Jumping into the studio with the Australian hip-hop stalwart.
There’s not many artists who’ve pushed the boundaries of hip-hop within Australia quite like Joelistics has.
A founding member of pivotal Melbourne collective TZU and a celebrated Elefant Traks solo artist in his own regard, the rapper/producer/songwriter extraordinaire has helped to expand the sonic parameters of Australia’s hip-hop scene with his intricate approach to sample-based production and a keen ear for gear.
In addition to his work with TZU and pursuing his own solo career, Joel’s production has popped up across a myriad of other projects from Australian artists, including that of Birdz, 360, Haiku Hands and Mo’Ju, the latter of whom he produced the breakout single ‘Native Tongue’ for in 2018.

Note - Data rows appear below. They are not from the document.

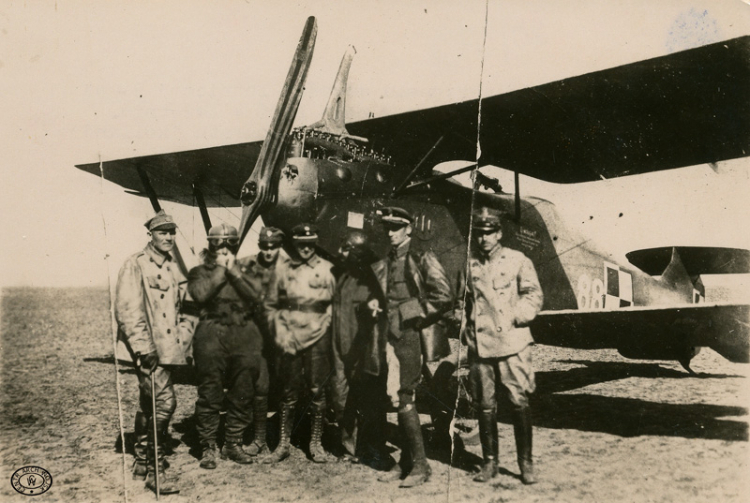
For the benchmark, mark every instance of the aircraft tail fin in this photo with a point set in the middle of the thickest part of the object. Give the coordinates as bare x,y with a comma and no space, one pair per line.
333,116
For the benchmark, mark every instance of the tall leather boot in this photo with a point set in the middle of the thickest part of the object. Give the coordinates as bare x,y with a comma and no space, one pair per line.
260,417
522,429
488,438
399,470
317,453
140,448
420,470
168,481
283,450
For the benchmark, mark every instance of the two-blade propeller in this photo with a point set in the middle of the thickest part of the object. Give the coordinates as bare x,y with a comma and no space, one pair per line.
257,192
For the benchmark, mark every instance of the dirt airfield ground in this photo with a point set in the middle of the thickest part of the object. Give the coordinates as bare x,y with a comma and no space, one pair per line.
606,428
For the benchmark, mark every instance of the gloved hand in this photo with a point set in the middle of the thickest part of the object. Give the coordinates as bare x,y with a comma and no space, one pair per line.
149,362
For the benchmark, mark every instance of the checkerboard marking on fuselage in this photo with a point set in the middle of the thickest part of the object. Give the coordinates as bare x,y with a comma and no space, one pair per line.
618,287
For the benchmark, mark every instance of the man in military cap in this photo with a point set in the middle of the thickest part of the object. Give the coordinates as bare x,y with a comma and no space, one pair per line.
228,348
503,296
261,269
150,292
298,308
358,350
416,291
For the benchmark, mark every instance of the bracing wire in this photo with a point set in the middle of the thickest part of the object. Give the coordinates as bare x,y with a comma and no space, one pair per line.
113,323
470,237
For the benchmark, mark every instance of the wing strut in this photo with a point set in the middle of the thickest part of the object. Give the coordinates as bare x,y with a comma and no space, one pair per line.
419,165
441,176
202,205
517,196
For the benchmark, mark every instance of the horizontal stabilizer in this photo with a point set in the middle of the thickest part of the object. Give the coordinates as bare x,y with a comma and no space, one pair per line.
696,259
664,333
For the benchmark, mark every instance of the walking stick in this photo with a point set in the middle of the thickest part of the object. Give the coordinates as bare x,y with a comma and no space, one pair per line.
156,438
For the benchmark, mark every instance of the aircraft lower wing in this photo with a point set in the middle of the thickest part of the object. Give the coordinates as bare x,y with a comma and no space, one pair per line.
651,332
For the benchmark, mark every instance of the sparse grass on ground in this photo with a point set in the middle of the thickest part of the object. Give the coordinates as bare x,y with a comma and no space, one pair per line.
607,429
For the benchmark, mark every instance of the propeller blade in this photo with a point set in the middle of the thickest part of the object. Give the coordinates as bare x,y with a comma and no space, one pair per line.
257,193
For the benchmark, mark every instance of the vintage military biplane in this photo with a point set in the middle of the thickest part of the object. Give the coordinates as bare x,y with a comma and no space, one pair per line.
684,109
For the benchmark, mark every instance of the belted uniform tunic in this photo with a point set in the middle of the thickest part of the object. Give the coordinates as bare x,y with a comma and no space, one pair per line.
149,295
228,349
503,297
298,310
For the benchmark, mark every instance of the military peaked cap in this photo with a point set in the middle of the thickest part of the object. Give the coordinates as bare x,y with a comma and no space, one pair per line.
395,215
271,236
486,219
161,221
305,232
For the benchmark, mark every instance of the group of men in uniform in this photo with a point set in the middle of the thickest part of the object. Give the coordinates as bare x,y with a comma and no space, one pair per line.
353,344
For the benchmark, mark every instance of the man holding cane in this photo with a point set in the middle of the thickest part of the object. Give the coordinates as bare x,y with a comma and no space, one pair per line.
150,291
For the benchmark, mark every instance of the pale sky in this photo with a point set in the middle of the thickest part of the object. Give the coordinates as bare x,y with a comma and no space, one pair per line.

On his latest project Film School, Joelistics once again shows off why he’s considered as hot property in studios around the country. It’s a concept album recorded over the span of five years with a host of female collaborators from Asian descent, fusing dusty samples of ’70s pop with colourful psychedelic jams and spontaneous studio improvisations for an immersive release that explores the impact of Asia’s diverse musical diaspora.
With the recent release of the project, we linked up with Joel for a look at some of the pieces of gear that popped up throughout the recording of Film School, getting a better insight into his creative process and celebrating the triumphs of one of Australian hip-hop’s finest sonic architects.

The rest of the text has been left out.